[4suite] Article: Gems From the [XML-SIG] Archives
Craeg K Strong
cstrong@arielpartners.com
Thu, 10 Apr 2003 10:16:19 -0400
>
>
> If you are interested in a bit of a mind-bending experimentation in
> XML output using Python idioms, see this message
> <http://mail.python.org/pipermail/xml-sig/1998-October/000423.html> by
> Greg Stein. As an example of the very interesting perspective it
> provides, the following snippet should generate a bit of XHTML:
>
>|f = Factory()
>body = f.body(bgcolor='#ffffff').p.a(href='l.html').img(src='l.gif')
>html = f.html[f.head.title('title'), body] |
>
> I think you'll agree this is delightfully twisted.
>
Good catch! The above seems to me a quite natural and Pythonic way to
produce XML.
It reminds me of Jakarta's Element Construction Set (
http://jakarta.apache.org/ecs ) which we
have been using to produce XML from Java for some time:
Html html = new Html()
.addElement(new Head()
.addElement(new Title("Demo")))
.addElement(new Body()
.addElement(new H1("Demo Header"))
.addElement(new H3("Sub Header:"))
.addElement(new Font().setSize("+1")
.setColor(HtmlColor.WHITE)
.setFace("Times")
.addElement("The big dog & the little cat chased each other.")));
out.println(html.toString());
Of course, Python's built in introspection capabilities make it much
more terse.

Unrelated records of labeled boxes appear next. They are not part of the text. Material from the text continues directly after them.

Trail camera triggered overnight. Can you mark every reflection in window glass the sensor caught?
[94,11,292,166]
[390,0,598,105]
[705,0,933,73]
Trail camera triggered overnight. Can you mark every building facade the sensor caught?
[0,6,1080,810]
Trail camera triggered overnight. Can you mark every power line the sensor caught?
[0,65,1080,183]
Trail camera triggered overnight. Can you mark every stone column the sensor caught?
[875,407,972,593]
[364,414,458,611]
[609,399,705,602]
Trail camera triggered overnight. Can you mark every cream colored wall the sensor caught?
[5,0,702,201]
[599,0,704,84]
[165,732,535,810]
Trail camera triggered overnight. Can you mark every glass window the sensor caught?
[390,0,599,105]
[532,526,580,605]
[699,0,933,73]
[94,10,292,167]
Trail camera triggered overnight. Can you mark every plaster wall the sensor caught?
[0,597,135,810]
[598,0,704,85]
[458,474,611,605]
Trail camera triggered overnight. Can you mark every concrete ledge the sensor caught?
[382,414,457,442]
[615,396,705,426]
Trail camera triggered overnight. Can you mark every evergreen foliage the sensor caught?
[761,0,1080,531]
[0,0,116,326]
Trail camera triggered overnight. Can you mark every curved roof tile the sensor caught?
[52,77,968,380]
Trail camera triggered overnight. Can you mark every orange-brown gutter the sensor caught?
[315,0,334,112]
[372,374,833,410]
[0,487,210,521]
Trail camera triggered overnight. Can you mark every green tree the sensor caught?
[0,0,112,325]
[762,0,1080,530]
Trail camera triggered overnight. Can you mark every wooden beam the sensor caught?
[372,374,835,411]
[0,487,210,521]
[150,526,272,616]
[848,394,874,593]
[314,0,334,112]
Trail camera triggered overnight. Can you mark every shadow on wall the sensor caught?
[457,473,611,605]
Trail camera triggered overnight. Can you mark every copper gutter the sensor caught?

Yay, Python.
--Craeg
Uche Ogbuji wrote:
> http://www.xml.com/pub/a/2003/04/09/py-xml.html
>
> "In this and in subsequent articles I will mine the richness of the
> XML-SIG mailing list for some of its choicest bits of code. I start in
> this article with a couple of very handy snippets from 1998 and 1999.
> Where necessary, I have updated code to use current APIs, style, and
> conventions in order to make it immediately useful to readers. All
> code in this article was tested using Python 2.2.1 and PyXML 0.8.2."